A natureza repetitiva do fenómeno, torna-o como maior preditor de comportamentos futuros e de eventual morte por suicídio (5). As estimativas do risco de repetição no primeiro ano, após comportamento suicidário variam entre 5 e 15% ao ano, sendo que nos 9 anos após uma tentativa de suicídio cerca de 3 a 12% dos indivíduos terão morrido por suicídio (6). Ainda assim, estudos anteriores, confirmaram que apenas 10% a 20% dos adolescentes com comportamentos suicidários receberam algum tipo de tratamento subsequente (7).
Apesar dos dados epidemiológicos que atestam a gravidade deste problema de saúde pública, ainda não existem evidências científicas consensuais e abrangentes que comprovem a efetividade de intervenções psicoterapêuticas de prevenção da recorrência de comportamentos suicidários em adolescentes. Daí, ser necessário promover investigação mais aprofundada, que forneça orientações sobre intervenções sistematizadas e adaptadas a diferentes grupos de adolescentes (8-10). Desta forma é essencial melhorar a compreensão dos significados que os adolescentes com comportamento suicidário associam ao suicídio, e assim contribuir para o desenvolvimento de programas de prevenção e intervenção psicoterapêutica mais congruentes (10-12).

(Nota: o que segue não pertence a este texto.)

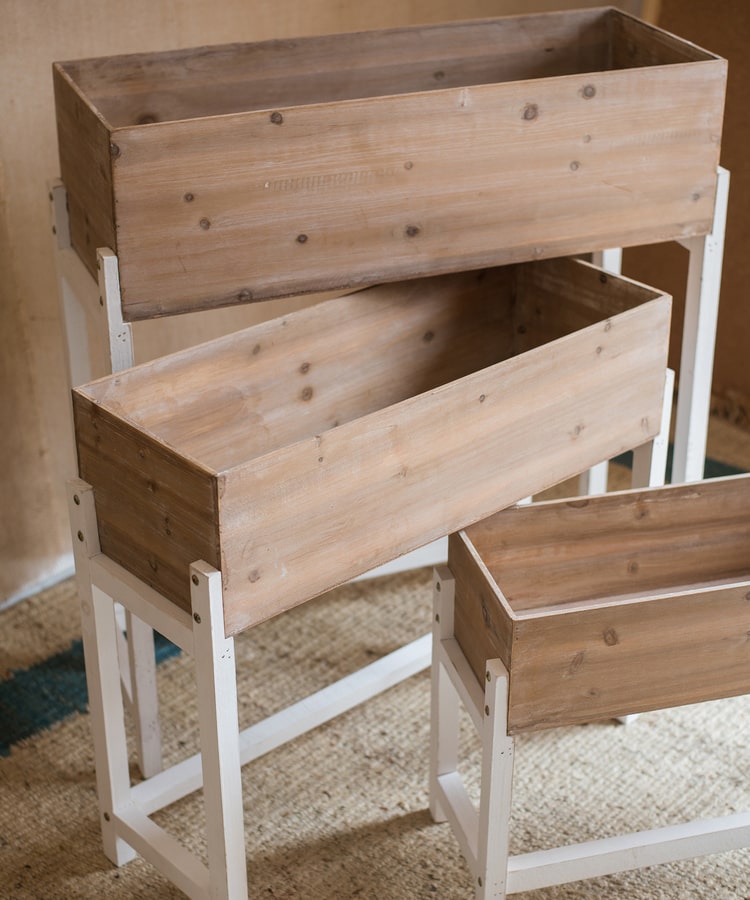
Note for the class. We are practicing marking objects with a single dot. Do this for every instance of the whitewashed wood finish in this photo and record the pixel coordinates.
(482, 834)
(642, 605)
(82, 311)
(340, 148)
(128, 827)
(178, 470)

Na presente investigação, seguimos o conceito de representações sociais proposto por Serge Moscovici, precursor da teoria das representações sociais baseando este conceito numa abordagem psicológica social que articula pensamento e sentimento individual com interação e comunicação coletivas (13). Para Serge Moscovici, por representações sociais entende-se um conjunto de valores, ideias ou práticas, elaborados socialmente, que permitem a partilha de uma realidade, regulam a relação do indivíduo com o mundo e orientam a sua conduta (1,13,14).
Assim, o estudo das representações sociais poderá melhorar a compreensão do fenómeno suicídio, já que visa conhecer a forma como o mundo é representado pelos adolescentes e, como essa representação permite dar sentido aos acontecimentos (1,13). As representações sociais enquanto sistemas de interpretação dependem da pertença categorial do sujeito, dos seus contextos de vida e de interação, do seu lugar na estrutura social e evidenciam-se como uma forma de ler o real, dando sentido à vida dos grupos e organizando-os em torno de interesses comuns (15, 16).
Constata-se que não existe consenso acerca das metodologias a privilegiar. Contudo, existem autores que consideram que a investigação em representações sociais faz apelo a metodologias variadas e não existe nenhuma metodologia que, por si só, seja suficiente para investigar este complexo fenómeno (15). Assim, a investigação em representações sociais pode englobar uma pesquisa muito heterogénea e não prescritiva em termos de metodologia. Mediante as premissas analisadas, delineamos como objetivo conhecer as representações sociais da morte e do suicídio em adolescentes com comportamentos suicidários e internamento em serviço de pedopsiquiatria.
METODOLOGIA
O tipo de estudo é de cariz quantitativo, exploratório e descritivo e foi desenvolvido numa unidade de internamento de pedopsiquiatria de Portugal, com colheita de dados de Maio de 2018 a Maio de 2019, totalizando um ano. A colheita de dados demorou em média 45 minutos, estando presentes em gabinete hospitalar, o adolescente e o investigador, que não desenvolveu qualquer relação prévia ou posterior com os participantes.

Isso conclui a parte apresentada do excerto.